Fifty-six-year-old Agapito “Mang Pete” Perno’s life used to be a savvy blast fisher when he was 20 years younger. Today, Mang Pete still roams the waters of Nasugbu, Batangas, this time clasping a sack of fish feed instead of a stick of ammonium nitrate.
“The sun had not yet risen, but you could already hear explosions,” Mang Pete recalls, referring to his old practice of dynamite fishing while skirting the coast guard. But the former bosero, or spotter, from Papaya, Nasugbu, has also seen the devastation brought by his action in the form of destroyed reefs and diminished catch for his native town.
In 2007, his encounter with Costa del Hamilo, Inc., a subsidiary of SM Land, Inc. and project developer of the envisioned premier sustainable beach resort town Hamilo Coast in Nasugbu, gave Mang Pete a fresh start as he became the resident guardian of the development’s 13 coves-a title that he accepted with renewed pride.
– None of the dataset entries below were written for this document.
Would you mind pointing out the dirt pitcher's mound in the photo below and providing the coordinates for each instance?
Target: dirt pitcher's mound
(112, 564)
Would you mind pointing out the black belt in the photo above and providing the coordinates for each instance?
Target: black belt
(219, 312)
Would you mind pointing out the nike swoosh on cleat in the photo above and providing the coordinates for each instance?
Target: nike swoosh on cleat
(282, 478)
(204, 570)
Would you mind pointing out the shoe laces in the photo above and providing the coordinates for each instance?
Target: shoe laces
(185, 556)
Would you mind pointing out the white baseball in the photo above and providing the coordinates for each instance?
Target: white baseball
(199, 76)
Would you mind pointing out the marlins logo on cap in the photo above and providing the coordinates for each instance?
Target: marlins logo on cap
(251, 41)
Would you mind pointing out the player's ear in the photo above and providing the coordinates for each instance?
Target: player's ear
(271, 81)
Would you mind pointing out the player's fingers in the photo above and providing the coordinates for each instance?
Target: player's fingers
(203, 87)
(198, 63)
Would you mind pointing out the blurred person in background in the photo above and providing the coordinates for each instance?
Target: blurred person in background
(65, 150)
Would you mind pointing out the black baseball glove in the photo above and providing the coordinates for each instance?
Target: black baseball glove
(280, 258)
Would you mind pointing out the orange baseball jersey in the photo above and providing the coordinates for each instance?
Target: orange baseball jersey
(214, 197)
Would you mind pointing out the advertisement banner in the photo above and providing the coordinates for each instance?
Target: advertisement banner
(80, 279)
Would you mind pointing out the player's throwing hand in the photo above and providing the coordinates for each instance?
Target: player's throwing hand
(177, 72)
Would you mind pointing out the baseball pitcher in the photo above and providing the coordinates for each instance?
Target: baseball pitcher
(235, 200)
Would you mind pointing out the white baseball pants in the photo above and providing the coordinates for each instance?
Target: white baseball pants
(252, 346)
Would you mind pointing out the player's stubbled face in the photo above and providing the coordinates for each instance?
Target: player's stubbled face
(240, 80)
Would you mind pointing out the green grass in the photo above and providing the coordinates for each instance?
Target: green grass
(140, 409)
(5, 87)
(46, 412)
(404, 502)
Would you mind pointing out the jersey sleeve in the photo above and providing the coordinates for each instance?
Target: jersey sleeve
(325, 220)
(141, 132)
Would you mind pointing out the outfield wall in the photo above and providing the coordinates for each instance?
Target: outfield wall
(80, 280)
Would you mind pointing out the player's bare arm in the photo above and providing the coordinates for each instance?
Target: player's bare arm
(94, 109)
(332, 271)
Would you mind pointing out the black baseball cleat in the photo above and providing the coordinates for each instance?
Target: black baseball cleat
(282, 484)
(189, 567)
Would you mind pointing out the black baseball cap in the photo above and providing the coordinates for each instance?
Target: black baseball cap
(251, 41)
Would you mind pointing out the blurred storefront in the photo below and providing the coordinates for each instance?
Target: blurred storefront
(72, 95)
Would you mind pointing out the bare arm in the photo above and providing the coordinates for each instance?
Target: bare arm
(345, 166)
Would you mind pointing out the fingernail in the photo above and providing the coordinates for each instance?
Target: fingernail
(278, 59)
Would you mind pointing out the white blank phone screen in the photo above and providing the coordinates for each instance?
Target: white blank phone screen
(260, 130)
Three of the coves are now marine protected areas.
“I feed them by hand because I don’t want anything to happen to the fish, “Mang Pete says. His routine includes monitoring seeded giant clams, or taklobo, taking care of corals, patrolling Hamilo Coast’s 31-kilometer coastline, and staving off would-be poachers.
“Today, the catch of local fisher folks have increased by as much as 12 kg daily, which is more than 50 percent of their old haul,” says World Wildlife Fund (WWF) Philippines’ Paolo Pagaduan, project manager of Hamilo Coast’s sustainable development projects that involve taking care of 5,900 hectares of abundant, yet vulnerable flora and fauna.
WWF Philippines implemented a “ridge-to-reef” approach where baseline studies of uplands were performed to determine what interventions can be done. As a result of these studies, Costa del Hamilo, Inc. launched a multi-pronged sustainability campaign composed of a waste management program, coastal resource management, renewable energy program involving solar energy, and bantay dagat units to patrol the coastlines, where Mang Pete is a part of.
Pagaduan says that a true ecotourism destination has to achieve balance. “It must have economic sense for it to become sustainable, then it should benefit local communities, and, of course, environmental programs.”